Without spoiling the book for you, here is a very concise review and a few takeaways I got from reading (well, actually listening to) the book:
Okay so one quick spoiler right off, the title of the book came from a quote by Steve Martin in a 2007 interview he did with Charlie Rose. The context, as the author explains, is that Martin often gets asked how do you make it in show business or in stand-up comedy. Usually the one asking the question is looking for the secret to finding the right agent or booking the right gigs. Martin says his response often disappoints but, he tells them the secret is to “be so good they can’t ignore you.” As you might imagine this quote resonated with Cal Newport so much so that he borrowed the quote for the title of his book.
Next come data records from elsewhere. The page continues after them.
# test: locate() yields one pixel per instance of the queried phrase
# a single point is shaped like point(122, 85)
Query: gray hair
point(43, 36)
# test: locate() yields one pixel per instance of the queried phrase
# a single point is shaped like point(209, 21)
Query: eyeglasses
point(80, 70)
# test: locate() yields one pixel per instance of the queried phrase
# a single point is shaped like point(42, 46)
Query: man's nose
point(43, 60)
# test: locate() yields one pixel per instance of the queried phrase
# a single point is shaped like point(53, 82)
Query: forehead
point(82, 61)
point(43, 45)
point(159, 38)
“Be so good they can’t ignore you.”
Cal Newport is a professor of computer science at Georgetown University, he has written 6 books, and blogs on his personal blog at calnewport.com. He is somewhat of a genius I think. He wrote this book as a retelling of the research and soul-searching he was doing personally when he was making the transition from graduate school to his career. He discovered a problem with the “do what you love” and “find out what you are passionate about” advice that is so often given to young people. In fact, through his research he found that passion is rare and it is often dangerous. Chasing passion often leads to being unhappy and dissatisfied; the exact things that the passionate work pursuer was trying to avoid.
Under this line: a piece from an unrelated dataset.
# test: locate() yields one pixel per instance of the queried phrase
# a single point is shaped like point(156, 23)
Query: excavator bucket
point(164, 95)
Instead of chasing passion, Newport urges readers to learn to love what they do by acquiring autonomy, competence, and relatedness in your field. In the next section he talks about adopting the Craftsman Mind-Set. This is probably my favorite part of the book. He interviews a musician that is a true craftsman and while he talks about the 10,000 hour rule made famous by Malcolm Gladwell, he clarifies it a little bit by focusing on the idea of deliberate practice.
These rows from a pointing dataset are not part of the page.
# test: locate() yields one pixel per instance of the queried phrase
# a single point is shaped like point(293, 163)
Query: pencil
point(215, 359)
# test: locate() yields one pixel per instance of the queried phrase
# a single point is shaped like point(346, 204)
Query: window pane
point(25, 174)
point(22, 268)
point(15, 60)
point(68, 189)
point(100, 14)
From the craftsman mind-set he moves on to introduce the idea of building Career Capital by developing rare and valuable skills. Another concept, or phenomenon, he introduces is called the Adjacent Possible. This is an interesting read as it recounts various discoveries that were made after something else was discovered. When you are on the cutting edge in a given field all the discoveries that are waiting to be made lie in the adjacent possible. Lastly, Newport hypothesizes that finding success in a mission requires making bold bets and standing out from the crowd, like a purple cow.
Admittedly this was a bumbling review, but I hope you see some value in the book and will consider picking up a copy. Some of the stories of individual struggles and successes were inspiring and worth the read alone. Personally, I let Audible read it to me. I already have his next book, Deep Work queued up in Audible and may consider his most recent book, Digital Minimalism at some point in the near future.